According to recent University of Victoria research, the consequences of marine heat waves brought on by climate change on corals and biodiversity are greater than previously assumed. As the world struggles with record ocean temperatures, the research, which was published in Science Advances, also offers significant hints regarding broader coral variety and the health of the marine ecosystem.
The results come as news media have widely reported unprecedented temperatures in 2023 in places such as Florida.
Julia Baum, professor of ocean ecology and global change at UVic and postdoctoral fellow Samuel Starko, and colleagues, writes marine heat waves threaten cryptic coral diversity and erode associations among co-evolving partners from the US. The paper addresses the global effects of an earlier heat wave (the 2015-to-2016 El Niño) on coral.
Starko, a former UVic postdoctoral researcher with Baum’s lab and now at the University of Western Australia, says the study focused on the epicenter of Kiritimati, a coral atoll in the central equatorial Pacific Ocean. One type of lobed coral was revealed to have three genetic lineages, and it was discovered that each one responded to heat differently.

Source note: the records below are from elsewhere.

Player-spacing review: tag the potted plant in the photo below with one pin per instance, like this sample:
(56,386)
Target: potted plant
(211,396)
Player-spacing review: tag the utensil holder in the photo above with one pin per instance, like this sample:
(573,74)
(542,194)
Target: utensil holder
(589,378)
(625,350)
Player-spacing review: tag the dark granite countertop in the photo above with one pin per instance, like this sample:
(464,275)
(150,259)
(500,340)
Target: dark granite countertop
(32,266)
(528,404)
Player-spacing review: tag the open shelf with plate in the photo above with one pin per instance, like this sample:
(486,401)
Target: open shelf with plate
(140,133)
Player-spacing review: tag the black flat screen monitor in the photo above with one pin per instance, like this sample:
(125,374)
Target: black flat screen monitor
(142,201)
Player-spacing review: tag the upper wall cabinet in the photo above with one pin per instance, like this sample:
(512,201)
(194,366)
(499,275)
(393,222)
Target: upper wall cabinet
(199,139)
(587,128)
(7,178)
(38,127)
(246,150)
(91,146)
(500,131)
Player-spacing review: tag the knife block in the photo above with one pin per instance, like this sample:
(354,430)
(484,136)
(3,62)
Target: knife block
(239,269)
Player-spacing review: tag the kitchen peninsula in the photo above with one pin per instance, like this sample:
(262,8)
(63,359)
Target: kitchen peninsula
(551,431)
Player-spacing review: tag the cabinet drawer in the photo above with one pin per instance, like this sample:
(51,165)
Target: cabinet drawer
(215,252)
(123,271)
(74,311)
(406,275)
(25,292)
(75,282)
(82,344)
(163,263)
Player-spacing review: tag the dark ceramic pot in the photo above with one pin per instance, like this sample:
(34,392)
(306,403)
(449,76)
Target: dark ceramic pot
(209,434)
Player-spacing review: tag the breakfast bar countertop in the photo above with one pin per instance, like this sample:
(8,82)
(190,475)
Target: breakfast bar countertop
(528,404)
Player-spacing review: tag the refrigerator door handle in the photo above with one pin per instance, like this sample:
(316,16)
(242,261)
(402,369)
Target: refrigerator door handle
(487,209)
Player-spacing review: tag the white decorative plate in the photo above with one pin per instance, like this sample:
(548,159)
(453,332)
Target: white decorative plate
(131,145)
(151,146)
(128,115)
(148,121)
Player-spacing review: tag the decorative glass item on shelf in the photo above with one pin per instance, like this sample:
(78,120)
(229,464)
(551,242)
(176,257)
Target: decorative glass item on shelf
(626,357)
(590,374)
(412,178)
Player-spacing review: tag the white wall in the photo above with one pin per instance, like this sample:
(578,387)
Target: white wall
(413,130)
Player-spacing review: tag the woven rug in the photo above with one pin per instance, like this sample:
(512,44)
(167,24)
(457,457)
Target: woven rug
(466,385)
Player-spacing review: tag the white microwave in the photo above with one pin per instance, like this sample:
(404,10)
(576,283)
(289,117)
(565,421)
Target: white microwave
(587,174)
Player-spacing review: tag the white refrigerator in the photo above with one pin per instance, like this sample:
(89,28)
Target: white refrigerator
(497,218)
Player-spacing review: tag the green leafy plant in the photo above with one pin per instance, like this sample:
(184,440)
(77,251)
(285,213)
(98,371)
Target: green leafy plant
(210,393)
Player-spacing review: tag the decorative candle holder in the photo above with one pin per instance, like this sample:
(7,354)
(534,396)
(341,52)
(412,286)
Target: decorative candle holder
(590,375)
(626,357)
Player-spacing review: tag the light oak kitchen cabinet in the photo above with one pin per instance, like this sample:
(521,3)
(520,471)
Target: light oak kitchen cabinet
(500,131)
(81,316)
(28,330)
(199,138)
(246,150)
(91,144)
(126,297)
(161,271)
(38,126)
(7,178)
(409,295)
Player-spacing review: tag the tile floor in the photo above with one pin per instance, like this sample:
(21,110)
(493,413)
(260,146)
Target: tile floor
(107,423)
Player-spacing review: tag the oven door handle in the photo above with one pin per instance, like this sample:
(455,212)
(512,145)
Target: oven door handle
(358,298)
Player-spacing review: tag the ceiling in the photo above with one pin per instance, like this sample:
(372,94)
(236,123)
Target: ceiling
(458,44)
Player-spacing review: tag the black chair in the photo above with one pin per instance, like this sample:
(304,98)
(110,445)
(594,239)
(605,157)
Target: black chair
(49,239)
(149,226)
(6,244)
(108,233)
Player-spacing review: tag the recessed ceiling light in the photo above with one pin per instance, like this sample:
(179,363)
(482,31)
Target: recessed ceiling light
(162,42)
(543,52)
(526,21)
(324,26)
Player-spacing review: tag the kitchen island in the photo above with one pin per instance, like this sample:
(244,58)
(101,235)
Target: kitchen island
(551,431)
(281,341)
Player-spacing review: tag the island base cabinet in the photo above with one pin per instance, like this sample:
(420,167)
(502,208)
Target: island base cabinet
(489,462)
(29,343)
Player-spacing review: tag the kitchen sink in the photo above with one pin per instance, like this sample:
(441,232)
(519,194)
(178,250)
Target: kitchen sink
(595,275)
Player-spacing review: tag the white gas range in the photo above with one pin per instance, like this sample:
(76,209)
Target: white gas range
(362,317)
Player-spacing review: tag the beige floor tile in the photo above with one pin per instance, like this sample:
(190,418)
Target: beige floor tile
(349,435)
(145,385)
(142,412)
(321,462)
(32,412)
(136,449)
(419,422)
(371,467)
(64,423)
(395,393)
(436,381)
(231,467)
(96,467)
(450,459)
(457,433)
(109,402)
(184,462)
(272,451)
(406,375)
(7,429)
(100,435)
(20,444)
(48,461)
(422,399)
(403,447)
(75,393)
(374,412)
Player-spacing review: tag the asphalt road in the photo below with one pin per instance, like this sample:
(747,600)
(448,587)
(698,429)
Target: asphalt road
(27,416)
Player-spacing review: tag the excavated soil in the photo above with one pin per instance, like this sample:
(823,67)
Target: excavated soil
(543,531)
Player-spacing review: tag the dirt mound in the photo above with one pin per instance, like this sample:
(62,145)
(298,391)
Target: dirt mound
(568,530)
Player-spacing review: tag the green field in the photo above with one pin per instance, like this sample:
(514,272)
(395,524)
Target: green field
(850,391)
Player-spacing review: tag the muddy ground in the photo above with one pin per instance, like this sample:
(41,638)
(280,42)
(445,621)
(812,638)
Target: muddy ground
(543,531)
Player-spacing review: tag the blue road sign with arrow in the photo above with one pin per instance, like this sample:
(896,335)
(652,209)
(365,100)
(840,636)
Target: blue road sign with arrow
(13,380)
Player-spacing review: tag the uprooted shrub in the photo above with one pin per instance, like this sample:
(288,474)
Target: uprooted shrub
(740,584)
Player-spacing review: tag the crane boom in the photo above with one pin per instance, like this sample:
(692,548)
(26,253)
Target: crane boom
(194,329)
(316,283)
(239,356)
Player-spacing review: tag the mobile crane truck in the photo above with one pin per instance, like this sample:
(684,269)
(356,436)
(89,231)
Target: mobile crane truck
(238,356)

We need to rapidly reduce greenhouse gas emissions to curb planetary warming. The current warming in Florida underscores that the ocean is simply becoming too hot for corals, and we need to act now to mitigate climate change.
Professor Julia Baum
“Even though the lobed coral appeared to be the most resilient of all coral species, our results demonstrate that one lineage was actually very sensitive and experienced a major reduction in abundance following the heat wave. This highlights how the impacts of extreme events caused by climate change may be even worse than previously thought because they threaten diversity at the genetic level,” he says.
Baum, a UVic President’s Chair and Provost’s Engaged Scholar, says such “cryptic diversity” can be important for the functioning of ecosystems, and the paper notes that “reductions in the diversity of genotypes or lineages may limit the capacity for future adaptation that could help corals withstand, for example, disease or the effects of climate change.”
Because corals are extremely sensitive to even little variations in the temperature of the water around them, climate change poses a threat to the world’s coral reefs. Corals release the algae that live in their tissues and provide nourishment for them during marine heat waves, which results in coral bleaching, which turns the coral entirely white.
Prolonged bleaching often causes corals to die from starvation. They can typically recover if they can restore their food supply within a few weeks. The capacity of corals to tolerate and recover from bleaching is vital to their survival, as predictions from global climate models indicate that heat waves will continue to rise in frequency and duration.
Around the world, coral reef ecosystems are valued over US$375 billion annually and provide hundreds of millions of people in tropical island countries with a crucial source of food and income.
Starko says the study’s identification of different coral genotypes highlights the potential for increasing coral reef resilience to threats.
“There has been an increasing push to use targeted genotypes to restore and future-proof marine ecosystems, including coral reefs,” he says. “If we can identify genotypes that are more resilient to heat stress then we can strategically out-plant them to increase the overall resilience of reefs in the face of climate change.”
But Baum notes that alone isn’t enough to protect corals and ocean biodiversity, saying, “We need to rapidly reduce greenhouse gas emissions to curb planetary warming. The current warming in Florida underscores that the ocean is simply becoming too hot for corals, and we need to act now to mitigate climate change.”